Cormac Redmond
- Home
- Oracle
- Projects & Sites
- DaftDrop.com – Irish property price tracker
- FileTrack (Multilingual IR) Functional Spec
- FlightSim (Java3D)
- Forum on Public Procurement
- HealthSpa (using Jini’s SOA)
- Interactive Kitchen (Java3D)
- O2 Text.com
- S3OnTheGo (advanced backup system)
- Tiger Lexical Analyser
- Tiger Parser
- Unisex Bathroom Problem
- Wicklow PC Services
- CV
- About / Contact
Tiger Parser
This project meets the requirements of the parsing stage of compiling the Tiger language. It uses JavaCC which reads my grammar specification and converts it to a parser written in Java.
The suitable grammar for a recursive descent parser, such as JavaCC, is an LL (1) grammar. The given non-LL (1) grammar below describes the Tiger language:
<Prog> -> <Exp>
<Exp> -> <LValue>
| integer
| nil
| string
| id(<ArgList>)
| <Exp> <BinOp> <Exp>
| <UnOp> <Exp>
| id{FieldExpList}
| (ExpList)
| LValue := <Exp>
| if <Exp> then <Exp>
| if <Exp> then <Exp> else <Exp>
| while <Exp> do <Exp>
| for id := <Exp> to <Exp> do <Exp>
| break
| let <DecList> in <ExpList> end
| id[Exp] of Exp
<DecList> -> <Dec> <Declist>
| ε
<Dec> -> <TyDec>
| <VarDec>
| <FunDec>
<TyDec> | type id = <Ty>
<Ty> -> id
| {<FieldList>}
| array of id
<VarDec> -> var id := <Exp>
| var id:id:= <Exp>
<FunDec> -> function id(FieldList)=Exp
| function id(FieldList):id=<Exp>
<LValue> -> id
| LValue.id
| LValue[Exp]
<ExpList> -> <Exp> ExpList'
| ε
<ExpList'> -> ; <Exp> ExpList'
| ε
<ArgList> -> <Exp> <ArgList'>
| ε
<ArgList'> -> , <Exp> <ArgList'> | ε
<FieldList> -> id:id FieldList' | ε
<FieldList'> -> , id:id FieldList' | ε
<FieldExpList> -> id = Exp FieldExpList'
| ε
<FieldExpList'> -> , id = Exp FieldExpList'
| ε
<BinOp> -> +
| -
| *
| /
| &
| |
| =
| <>
| <
| <=
| >
| >=
<UnOp> -> -
LL (1) Grammar
Creating LL (1) grammar which describes the Tiger language, firstly involved dealing with precedence; then left-factoring and then left-recursion elimination. More information on the reasoning of certain aspects of the grammar are included in the code comments.

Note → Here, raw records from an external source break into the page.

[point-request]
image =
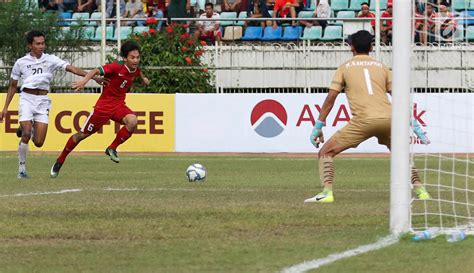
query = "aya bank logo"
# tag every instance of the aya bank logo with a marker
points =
(268, 118)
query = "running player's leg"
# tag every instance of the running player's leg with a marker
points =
(26, 111)
(40, 120)
(420, 191)
(23, 148)
(94, 122)
(127, 117)
(348, 137)
(40, 129)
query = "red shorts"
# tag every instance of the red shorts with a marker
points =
(211, 35)
(97, 119)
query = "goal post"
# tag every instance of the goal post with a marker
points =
(401, 105)
(433, 83)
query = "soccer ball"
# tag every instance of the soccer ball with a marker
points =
(196, 173)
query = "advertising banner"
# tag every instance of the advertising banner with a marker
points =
(155, 130)
(283, 122)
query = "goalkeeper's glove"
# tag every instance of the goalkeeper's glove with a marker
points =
(419, 132)
(317, 134)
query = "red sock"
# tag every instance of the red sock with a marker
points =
(121, 137)
(70, 145)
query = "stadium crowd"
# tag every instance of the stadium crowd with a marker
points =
(435, 18)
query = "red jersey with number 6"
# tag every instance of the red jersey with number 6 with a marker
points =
(121, 79)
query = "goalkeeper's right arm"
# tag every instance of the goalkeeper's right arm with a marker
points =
(419, 132)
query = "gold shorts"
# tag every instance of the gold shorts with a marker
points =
(357, 131)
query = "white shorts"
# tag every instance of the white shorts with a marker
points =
(34, 107)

The rewritten LL(1) grammar is as follows:
<Prog> -> <Exp>
<Exp> -> <ExpOR> <ExpORPr>
<ExpOR> -> <ExpAND> <ExpANDPr>
<ExpAND> -> <ArithExp> <RelExp>
<ExpORPr> -> | <Exp>
| ε
<ExpANDPr> -> & <ExpOR>
| ε
<ArithExp> -> <Term> < TermPr >
<RelExp> -> <RelOp ><ArithExp>
| ε
<Term> -> <Factor> <FactorPr>
<TermPr> -> (+|-) <Term> < TermPr >
| ε
<FactorPr> -> (*| /) <Factor> < FactorPr >
| ε
<Factor> -> nil
| integer
| string
| (<ExpList>)
| <UnaryOp> <Exp>
| if <Exp> then <Exp> [ else <Exp> ]
| while <Exp> do <Exp>
| for id := <Exp> to <Exp> do <Exp>
| break
| let <DecList> in <ExpList> end
| <LValue>
<DecList> -> {<Dec>}
<Dec> -> <TyDec> | <VarDec> | <FunDec>
<TyDec> -> type <TypeId> = <Ty>
<Ty> -> {<FieldList>}
| array of <TypeId>
| <TypeId>
<FieldList> -> [id : <TypeId> {, id : <TypeId>}]

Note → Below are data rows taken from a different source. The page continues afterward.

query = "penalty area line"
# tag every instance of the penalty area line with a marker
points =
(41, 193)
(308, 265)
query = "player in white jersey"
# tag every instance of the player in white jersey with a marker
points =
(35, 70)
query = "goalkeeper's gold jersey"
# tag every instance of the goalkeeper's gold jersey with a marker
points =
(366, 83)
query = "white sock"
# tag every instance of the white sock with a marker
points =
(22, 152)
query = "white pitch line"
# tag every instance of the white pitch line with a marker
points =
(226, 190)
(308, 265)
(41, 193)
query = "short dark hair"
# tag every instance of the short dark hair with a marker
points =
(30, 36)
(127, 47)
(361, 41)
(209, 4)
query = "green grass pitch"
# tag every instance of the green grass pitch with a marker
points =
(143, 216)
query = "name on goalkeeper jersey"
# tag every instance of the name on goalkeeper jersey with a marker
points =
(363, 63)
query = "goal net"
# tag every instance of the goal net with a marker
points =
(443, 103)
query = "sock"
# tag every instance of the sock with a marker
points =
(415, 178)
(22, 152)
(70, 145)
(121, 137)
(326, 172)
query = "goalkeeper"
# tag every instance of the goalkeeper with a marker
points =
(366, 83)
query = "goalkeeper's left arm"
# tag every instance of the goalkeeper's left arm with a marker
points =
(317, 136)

<FieldExpList> -> [id = <TypeId> {, id = <TypeId>}]
<TypeId> -> id
| int
| string
<VarDec> -> var id [: <TypeId>]:= <Exp>
<FunDec> -> function id (<FieldList>) [: <TypeId>] = <Exp>
<LValue> -> id (<FunctionRecordArray> | <FunctionRecordArrayPr> )

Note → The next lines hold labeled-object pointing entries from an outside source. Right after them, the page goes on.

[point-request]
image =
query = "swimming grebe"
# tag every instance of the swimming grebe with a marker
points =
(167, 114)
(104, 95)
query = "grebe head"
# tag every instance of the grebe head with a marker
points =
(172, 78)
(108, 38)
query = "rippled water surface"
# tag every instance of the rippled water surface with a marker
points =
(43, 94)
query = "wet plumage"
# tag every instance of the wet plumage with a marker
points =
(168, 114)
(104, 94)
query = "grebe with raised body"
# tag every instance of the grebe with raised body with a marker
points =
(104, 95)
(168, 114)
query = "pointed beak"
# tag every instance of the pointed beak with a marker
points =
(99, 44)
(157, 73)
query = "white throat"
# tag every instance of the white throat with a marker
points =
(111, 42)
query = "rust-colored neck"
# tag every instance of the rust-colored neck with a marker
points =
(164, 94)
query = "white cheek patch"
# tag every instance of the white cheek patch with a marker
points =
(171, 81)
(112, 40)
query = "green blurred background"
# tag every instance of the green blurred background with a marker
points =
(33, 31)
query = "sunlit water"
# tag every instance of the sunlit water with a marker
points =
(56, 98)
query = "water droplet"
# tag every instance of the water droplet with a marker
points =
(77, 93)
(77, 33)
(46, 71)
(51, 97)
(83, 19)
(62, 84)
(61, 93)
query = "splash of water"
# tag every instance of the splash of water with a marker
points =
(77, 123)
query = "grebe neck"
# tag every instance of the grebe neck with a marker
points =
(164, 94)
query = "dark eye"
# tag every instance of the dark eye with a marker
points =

<FunctionRecordArray> -> (<ArgList>)
| {<FieldList>}
| [<Exp>] (of <Exp> | <Av>)
<FunctionRecordArrayPr> -> {(. id | [<Exp>])} [:= <Exp>]
<ExpList> -> [<Exp> {; <Exp>}]
<ArgList> -> [<Exp> {, <Exp>}]
<RelOp> -> =
| <>
| >
| <
| >=
| <=
<UnaryOp> -> -
The above grammar, to my knowledge, describes the grammar of the Tiger language in full.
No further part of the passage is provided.